Ohne auf ein konkretes Beispiel eingehen zu wollen, es gehört eben zur deutschen Mentalität so undeutsch wie möglich sein zu wollen (je deutscher je stärker ist dieser "Negativ-Patriotismus"). Und da werden dann willfährig Anglizismen oder noch viel häufiger Scheinanglizismen verwendet. Wenigstens heißt die Information an Bahnhöfen neuerdings wieder Information (was es nicht nur im Englischen heißt sondern in fast jeder anderen westeuropäischen Sprache auch; "internationaler" geht nicht mehr). Kein Nicht-Franzose hatte jemals Probleme TGV auszusprechen und wenn doch dann war es zumindest mal ein charmanter Anlass zum Schmunzeln. Aber wir würden unseren Schnellzug niemals ISE nennen (oder einfach "Schnellzug"/SZ, TGV heißt ja auch nur "Zug großer Geschwindigkeit").

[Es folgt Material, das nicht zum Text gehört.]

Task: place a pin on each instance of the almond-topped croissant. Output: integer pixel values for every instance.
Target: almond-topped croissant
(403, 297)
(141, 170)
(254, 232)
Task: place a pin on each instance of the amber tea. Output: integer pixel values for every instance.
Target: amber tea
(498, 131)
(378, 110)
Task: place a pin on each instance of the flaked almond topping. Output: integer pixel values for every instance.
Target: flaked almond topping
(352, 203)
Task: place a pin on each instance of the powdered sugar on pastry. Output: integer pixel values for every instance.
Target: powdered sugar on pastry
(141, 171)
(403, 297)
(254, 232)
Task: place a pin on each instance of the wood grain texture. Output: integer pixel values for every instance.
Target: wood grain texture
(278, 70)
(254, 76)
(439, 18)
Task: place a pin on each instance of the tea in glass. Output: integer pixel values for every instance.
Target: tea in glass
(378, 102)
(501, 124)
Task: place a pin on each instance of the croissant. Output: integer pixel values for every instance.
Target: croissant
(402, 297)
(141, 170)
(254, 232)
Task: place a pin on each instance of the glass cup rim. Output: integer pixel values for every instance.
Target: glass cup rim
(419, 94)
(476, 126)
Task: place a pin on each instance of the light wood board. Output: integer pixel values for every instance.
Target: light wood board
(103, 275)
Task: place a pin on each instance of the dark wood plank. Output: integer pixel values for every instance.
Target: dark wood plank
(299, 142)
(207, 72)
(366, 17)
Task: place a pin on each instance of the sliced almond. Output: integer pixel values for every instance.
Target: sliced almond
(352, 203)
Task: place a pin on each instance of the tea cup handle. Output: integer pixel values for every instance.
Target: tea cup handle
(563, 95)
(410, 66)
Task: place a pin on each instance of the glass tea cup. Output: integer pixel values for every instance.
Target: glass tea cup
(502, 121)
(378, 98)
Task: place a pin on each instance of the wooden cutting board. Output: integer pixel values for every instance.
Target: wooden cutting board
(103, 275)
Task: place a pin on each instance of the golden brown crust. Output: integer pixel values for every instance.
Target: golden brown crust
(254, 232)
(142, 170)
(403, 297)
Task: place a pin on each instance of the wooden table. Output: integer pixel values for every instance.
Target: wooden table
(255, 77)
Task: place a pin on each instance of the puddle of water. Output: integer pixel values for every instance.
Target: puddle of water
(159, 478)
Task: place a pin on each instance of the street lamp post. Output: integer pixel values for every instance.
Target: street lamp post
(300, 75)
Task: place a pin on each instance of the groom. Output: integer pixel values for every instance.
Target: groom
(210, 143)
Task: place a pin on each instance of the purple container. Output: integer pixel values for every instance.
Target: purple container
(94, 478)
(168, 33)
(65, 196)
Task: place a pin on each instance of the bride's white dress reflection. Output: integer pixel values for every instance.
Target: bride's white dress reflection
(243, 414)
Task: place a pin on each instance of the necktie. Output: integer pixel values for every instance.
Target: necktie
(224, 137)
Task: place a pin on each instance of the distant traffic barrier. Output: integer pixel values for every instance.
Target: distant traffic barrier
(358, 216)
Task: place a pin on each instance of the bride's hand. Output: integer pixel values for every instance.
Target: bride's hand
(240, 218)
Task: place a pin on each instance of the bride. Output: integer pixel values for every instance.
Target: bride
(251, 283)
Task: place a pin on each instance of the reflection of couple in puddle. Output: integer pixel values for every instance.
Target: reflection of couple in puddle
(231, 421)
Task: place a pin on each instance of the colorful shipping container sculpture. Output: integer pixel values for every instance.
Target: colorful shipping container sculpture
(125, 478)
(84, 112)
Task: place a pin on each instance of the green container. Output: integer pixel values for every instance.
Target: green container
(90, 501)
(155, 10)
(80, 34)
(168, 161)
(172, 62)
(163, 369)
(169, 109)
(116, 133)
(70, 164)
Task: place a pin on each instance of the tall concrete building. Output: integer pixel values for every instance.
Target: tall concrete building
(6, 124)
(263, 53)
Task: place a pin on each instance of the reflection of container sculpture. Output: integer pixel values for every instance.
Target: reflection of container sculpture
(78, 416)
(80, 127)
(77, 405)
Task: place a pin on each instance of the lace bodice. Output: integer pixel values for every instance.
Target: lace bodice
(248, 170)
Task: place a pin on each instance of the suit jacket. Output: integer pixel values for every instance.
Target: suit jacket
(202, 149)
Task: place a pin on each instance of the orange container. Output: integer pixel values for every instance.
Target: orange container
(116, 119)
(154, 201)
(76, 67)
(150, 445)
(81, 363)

Mir als Halbami geht diese verklemmte Identität ab, ich bin stolz Deutscher/Bayer und Ami zu sein und mag meine beiden "Heimaten", gerade auch für ihre Schwächen. Meistens. Aber das geht mir schon immer sehr auf die Nerven. Es scheint wohl auch der Irrtum vorzuliegen dass das Englische die "lässigere" Sprache sei.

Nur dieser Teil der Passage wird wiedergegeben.